La lettera pubblicata dal Friday Times indica altre minacce alle mangrovie: il taglio illegale (ma ampiamente tollerato) del legno, e la «mafia della terra», soprattutto nelle zone ormai lambite dalla metropoli in espansione. Spiega ad esempio che il governo municipale di Karachi smaltisce i rifiuti solidi urbani buttandoli in mare - ad esempio nei villaggi già citati - e interrandoli, e così «reclama» al mare sempre nuove zone dove le mangrovie sono state tagliate o sono lasciate a morire di sete. La lettera parla delle proteste, vane, del Pakistan People's Forum; racconta di pescatori in fallimento che tagliano i poveri alberi rimasti per venderli alle piccole aziende che lo trasformano in carbon vegetale.

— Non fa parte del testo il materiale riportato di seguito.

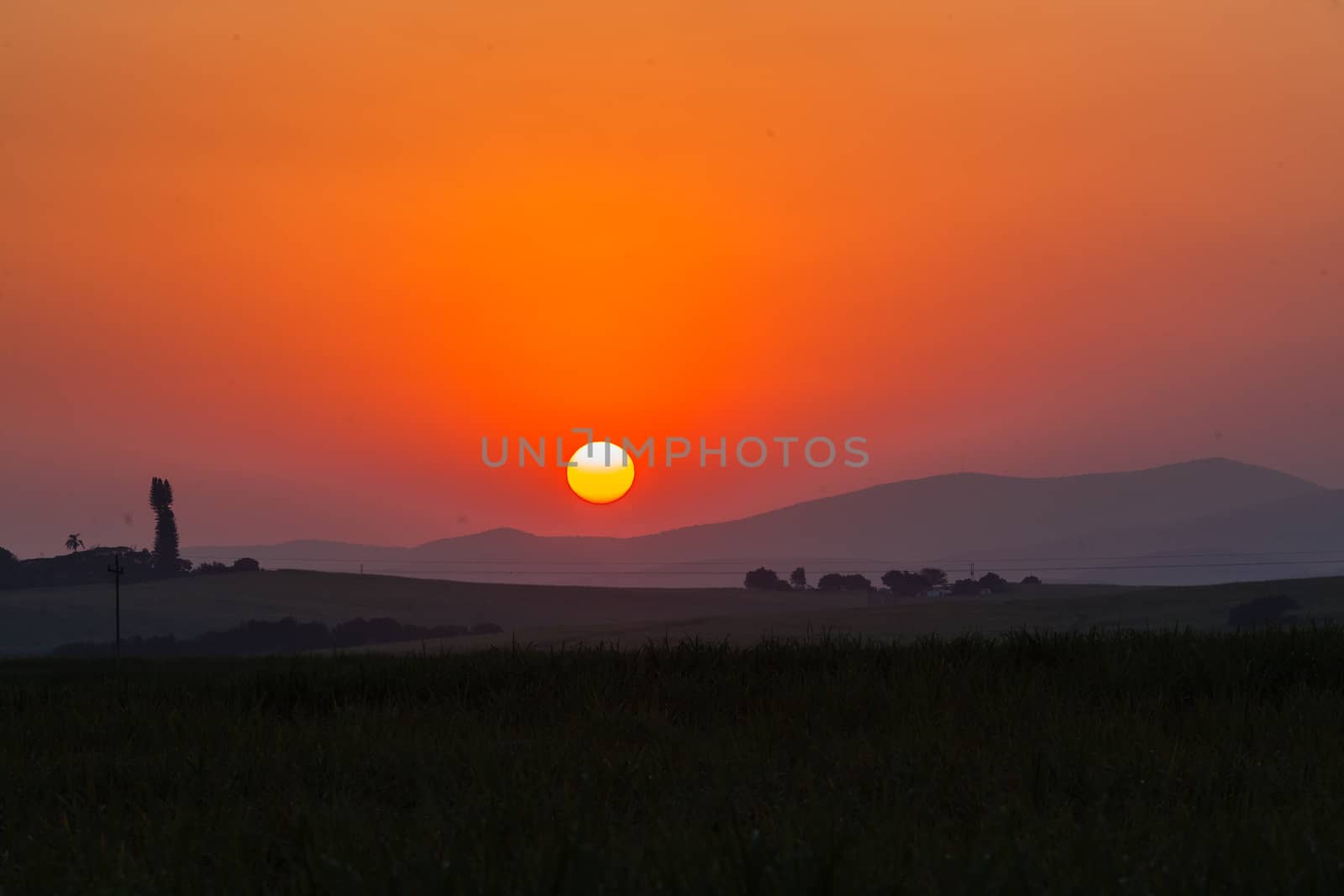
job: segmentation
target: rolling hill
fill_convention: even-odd
[[[820,572],[848,562],[855,571],[880,572],[919,563],[956,568],[977,556],[1070,559],[1172,549],[1254,553],[1335,548],[1344,545],[1341,494],[1266,467],[1210,458],[1054,478],[935,476],[741,520],[624,539],[550,537],[504,528],[409,548],[290,541],[196,547],[184,555],[254,556],[271,566],[309,568],[349,570],[364,563],[399,575],[452,574],[478,580],[735,584],[742,571],[757,563],[802,563]],[[591,568],[585,570],[585,564]],[[667,564],[687,566],[668,570]],[[1056,578],[1089,578],[1085,572]],[[1130,568],[1126,580],[1140,572]],[[1181,580],[1189,575],[1181,574]],[[1210,580],[1226,578],[1210,575]],[[1148,580],[1169,576],[1157,572]]]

Infine nota che la gran parte delle aree costiere cade sotto la giurisdizione di tre istituzioni: la Defence Housing Authority, il Karachi Port Trust (entrambe di proprietà dell'esercito pakistano) e il Land Revenue Department (dello stato), e conclude: «Sfortunatamente, queste tre agenzie hanno come priorità lo sviluppo economico, non l'ambiente e le mangrovie».